As part of the settlement, the state will pay $300,000 in damages and legal costs. It will also pay $100,000 to retain a consultant to assess the progress the police agency has made in avoiding racial profiling since it entered into a consent decree in 2003 disavowing the practice.
David Moore, an assistant attorney general, said $180,000 of the settlement will go toward legal costs and $120,000 will be split evenly among six plaintiffs. He noted that a judge had dropped the Maryland State Police as a party to the case in 2006 but that six individuals who were troopers at the time of the incidents were still defendants.
The 2003 order did not resolve the individual claims of the plaintiffs, who alleged that they had been targeted based on their race, but the settlement announced yesterday does. State police also agreed to take several steps - including monitoring, data collection and the installation of video cameras in police cruisers - to eliminate any possible racial bias in traffic stops.
Reggie Shuford, an ACLU attorney who has been working on the case since it was filed, said the police have made "significant progress" since the 2003 decree.
"While they've made strides, no one has suggested it has been a perfect process since 2003," he said.
State Sen. Lisa A. Gladden, who as a House of Delegates member in 2001 sponsored successful legislation seeking to curb racial profiling, welcomed the settlement.
"It's been a long time coming, but it's finally here," she said. Gladden, a Baltimore Democrat who represents a largely black district, said that while complaints about profiling have not disappeared since the 2003 decree, "they've slowed down a lot."
The state police referred questions about the settlement to the attorney general's office.
Moore, the assistant attorney general, said that if the state had lost at trial, the plaintiffs' attorneys were prepared to seek at least $3 million in legal fees alone.
"This is a reasonable resolution of the remaining claims for the defendants and, given that they accepted, the plaintiffs as well," Moore said.
A joint statement issued by the state and the ACLU said racial profiling is now widely recognized as an important civil rights issue.
"The need to treat motorists of all races with respect, dignity, and fairness under the law is fundamental to good police work and a just society," the statement said, adding: "The parties agree that racial profiling is unlawful and undermines public safety by alienating communities."
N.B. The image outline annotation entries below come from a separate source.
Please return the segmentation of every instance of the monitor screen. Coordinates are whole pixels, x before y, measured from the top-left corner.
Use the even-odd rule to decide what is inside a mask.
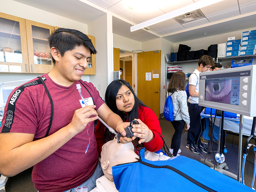
[[[206,79],[205,99],[238,105],[240,85],[240,77]]]
[[[14,86],[0,87],[0,108],[4,107],[9,95],[16,87]]]

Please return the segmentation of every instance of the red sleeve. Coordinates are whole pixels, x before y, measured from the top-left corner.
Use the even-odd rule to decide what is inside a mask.
[[[160,134],[163,137],[159,120],[153,110],[147,107],[139,108],[139,119],[141,120],[155,135],[153,140],[148,143],[143,143],[145,148],[149,151],[155,152],[161,149],[164,142]]]
[[[101,122],[98,121],[96,128],[95,129],[95,137],[96,138],[96,142],[97,143],[99,156],[100,158],[100,154],[101,153],[102,146],[106,143],[106,140],[104,136],[104,130],[106,129]]]

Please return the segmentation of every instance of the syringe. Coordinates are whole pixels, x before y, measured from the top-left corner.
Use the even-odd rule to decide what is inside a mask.
[[[81,98],[82,99],[82,100],[84,102],[84,103],[85,104],[85,105],[86,106],[88,106],[88,104],[85,101],[85,100],[84,99],[84,97],[83,97],[83,95],[82,95],[82,91],[81,91],[81,85],[80,85],[80,84],[76,84],[76,89],[78,90],[78,92],[79,92],[79,94],[80,94],[80,96],[81,96]],[[117,133],[114,130],[114,129],[112,128],[112,127],[110,127],[108,124],[105,123],[104,121],[102,120],[100,117],[99,117],[98,118],[98,119],[100,120],[100,121],[103,124],[103,125],[105,125],[106,127],[108,128],[108,130],[109,130],[109,131],[111,132],[112,133],[114,133],[116,135],[117,135]]]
The lawsuit was brought 10 years ago this week on behalf of 18 black plaintiffs - a number that was later reduced to six by the judge's ruling in 2006 - who alleged that Maryland state troopers had detained them after I-95 traffic stops that they believed were conducted as a result of racial profiling.
The suit said the stops occurred from 1995 to 1997. In addition to the ACLU, the plaintiffs were represented by attorneys from the firm Hogan & Hartson, who donated their services.
The incidents recounted by the six remaining plaintiffs - John S. Means, Kenneth R. Jefffries, Gary D. Rodwell, Verna Bailey, Johnston E. Williams and National Guard Lt. William M. Berry - were similar in that all alleged that they had either had their cars searched or had been pressured to waive their constitutional right to say no to a warrantless search.
Berry, an African-American who lives in North Carolina, said he was 26 when he was stopped in May 1996 by two Maryland troopers who did not explain their reason for pulling him over. He said one of the troopers detained and searched him after he was unable to show his registration fast enough.
According to Berry, the trooper ordered him out of his car and asked whether he was carrying drugs or a weapon. The plaintiff said that when he hesitated to grant permission to search his car, the trooper threatened to arrest him for obstruction of justice. Under that pressure, Berry said, he then agreed to a search in which no contraband was found. He said he was detained for about an hour.
In an interview yesterday, Berry said the incident made him feel "real low."
"It made me feel like I was on the ground - that I had no rights," he said.
Berry called the agreement "wonderful" and said he was satisfied with his $20,000 share of the settlement.
"It was never about the money. It was about change and how they treat people," he said.